Essentially, this puts the ball in Washington's court, to make changes to the U.S. tax code so that businesses don't have to pay so much, and are forced into drastic decisions in order to avoid paying obscene tax rates relative to the rest of the globe.
Losses make Walgreen a buy
Either way, regardless of what Walgreen decides long term, the stock is now presenting an incredible investment opportunity. Thanks to the near 15% stock losses it has seen in the last month, Walgreen is trading at 21.7 times trailing 12-month earnings.
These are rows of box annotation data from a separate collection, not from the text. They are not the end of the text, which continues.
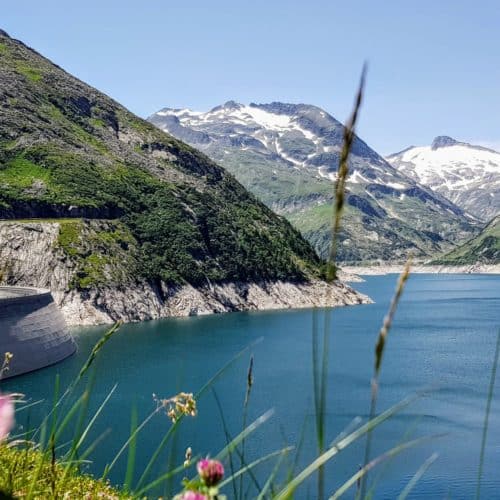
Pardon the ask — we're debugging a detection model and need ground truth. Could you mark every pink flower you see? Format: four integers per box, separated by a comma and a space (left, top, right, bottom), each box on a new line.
176, 491, 208, 500
196, 458, 224, 486
0, 394, 14, 441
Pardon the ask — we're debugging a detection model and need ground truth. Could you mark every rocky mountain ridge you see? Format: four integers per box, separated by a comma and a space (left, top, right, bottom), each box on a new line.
0, 32, 368, 321
148, 101, 475, 262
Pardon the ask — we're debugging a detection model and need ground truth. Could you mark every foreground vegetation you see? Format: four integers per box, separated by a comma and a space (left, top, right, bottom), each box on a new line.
0, 41, 500, 500
0, 444, 127, 500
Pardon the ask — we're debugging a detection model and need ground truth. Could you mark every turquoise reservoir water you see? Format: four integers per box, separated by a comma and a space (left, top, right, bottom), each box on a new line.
2, 275, 500, 498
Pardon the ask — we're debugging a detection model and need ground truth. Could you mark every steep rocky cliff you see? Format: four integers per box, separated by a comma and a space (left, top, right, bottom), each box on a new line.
0, 219, 369, 325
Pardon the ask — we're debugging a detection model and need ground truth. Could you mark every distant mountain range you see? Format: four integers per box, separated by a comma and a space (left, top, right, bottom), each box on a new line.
433, 215, 500, 265
387, 136, 500, 222
148, 101, 477, 263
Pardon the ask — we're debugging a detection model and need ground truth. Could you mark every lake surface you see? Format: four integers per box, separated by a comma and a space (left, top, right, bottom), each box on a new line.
2, 275, 500, 498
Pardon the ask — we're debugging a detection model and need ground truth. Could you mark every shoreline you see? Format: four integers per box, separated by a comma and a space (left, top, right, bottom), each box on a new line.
342, 263, 500, 276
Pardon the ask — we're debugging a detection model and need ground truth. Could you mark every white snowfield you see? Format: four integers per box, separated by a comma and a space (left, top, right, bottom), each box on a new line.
387, 139, 500, 221
155, 101, 411, 189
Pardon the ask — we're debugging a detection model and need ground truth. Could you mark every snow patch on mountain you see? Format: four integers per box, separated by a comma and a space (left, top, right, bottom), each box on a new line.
387, 136, 500, 221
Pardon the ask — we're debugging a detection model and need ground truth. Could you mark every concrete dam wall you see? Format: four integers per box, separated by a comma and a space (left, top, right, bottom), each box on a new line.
0, 286, 76, 378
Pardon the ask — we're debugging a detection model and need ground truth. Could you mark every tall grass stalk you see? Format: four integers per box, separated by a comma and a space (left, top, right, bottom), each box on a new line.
476, 328, 500, 500
360, 257, 411, 498
328, 434, 442, 500
135, 337, 262, 490
275, 395, 419, 500
397, 453, 439, 500
312, 65, 366, 500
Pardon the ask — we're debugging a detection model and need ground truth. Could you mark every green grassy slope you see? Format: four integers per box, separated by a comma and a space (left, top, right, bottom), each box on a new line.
0, 32, 321, 287
432, 215, 500, 265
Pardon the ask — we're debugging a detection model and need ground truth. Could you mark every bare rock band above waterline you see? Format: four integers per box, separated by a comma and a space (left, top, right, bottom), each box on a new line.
0, 220, 370, 325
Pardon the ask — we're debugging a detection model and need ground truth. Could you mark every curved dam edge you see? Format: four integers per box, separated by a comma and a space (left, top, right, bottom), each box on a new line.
0, 286, 76, 378
0, 220, 370, 326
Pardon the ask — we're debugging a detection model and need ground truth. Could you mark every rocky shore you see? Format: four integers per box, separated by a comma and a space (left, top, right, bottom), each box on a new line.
0, 221, 370, 325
While its earnings might not be artificially catapulted by tax savings, the company will become incredibly larger once it acquires the remaining 55% of Alliance Boots. In retrospect, Walgreen has already paid $6.7 billion, and will pay the other $10 billion, which will likely lead to some minor stock dilution. Yet, given Walgreen's relatively low debt position compared to its assets, the company should be able to swallow Alliance with minimal impact on the stock.
With that said, Walgreen will gain a company that grew revenue 4.3% in fiscal 2014 to $32 billion while net profit soared 31% to $1.3 billion. Hence, Walgreen's revenue will jump 40% and its profit nearly 50%. If the company increases its shares outstanding by 100 million shares to acquire Alliance, Walgreen would trade at roughly 0.60 times sales and less than 16 times trailing 12-month earnings.
Keep in mind, this doesn't account for future revenue or margin growth, both of which Walgreen and Alliance have seen consistently. Therefore, from a stock value perspective, Walgreen doesn't need Europe, but now that we know for certain that it's acquiring Alliance, the upside value is apparent, while the opportunity for tax inversion will always remain if the U.S. fails to act.
The U.S. shows progress, but still has a lot of work
With that said, the U.S. has shown at least some willingness to make changes to benefit large corporations that pay the most in taxes. Most recently, the IRS gave Windstream (NASDAQ: WIN) a favorable ruling to spin many of its fiber and copper networks into publicly traded REITs. Importantly, such a move is tax-free, as Windstream's revenue-generating businesses will no longer be viewed as such, but rather as real estate to the IRS.
Perhaps with Walgreen's large real estate presence it was encouraged with the IRS's ruling, one that's a bit odd given the fact that REITs historically own but do not operate assets, like a mall owner. Either way, it was a show of action on behalf of Washington to look at certain assets of a business and then make changes to the way taxes are paid.
So, might this be the start of widespread changes within the U.S. tax system? At this point, Walgreen holds the greatest leverage over the U.S. to force such change, as it could theoretically pack up and move to Switzerland at any time after it completes the purchase of Alliance Boots. For small and medium sized businesses, Walgreen might just be your best friend, a company that created controversy with the threat of tax inversion, and which is large enough to force substantial changes to the corporate tax code.
After all, in business when you're not competitive, you lose customers. In this particular case, the U.S. is not competitive with corporate taxes, yet Walgreen is showing a willingness to stay loyal. Although, how long will that loyalty last if the U.S. makes no effort to change? Probably not long!
Either way, Walgreen remains a great investment opportunity due to the acquisition of Alliance Boots, and its continued revenue and margin growth.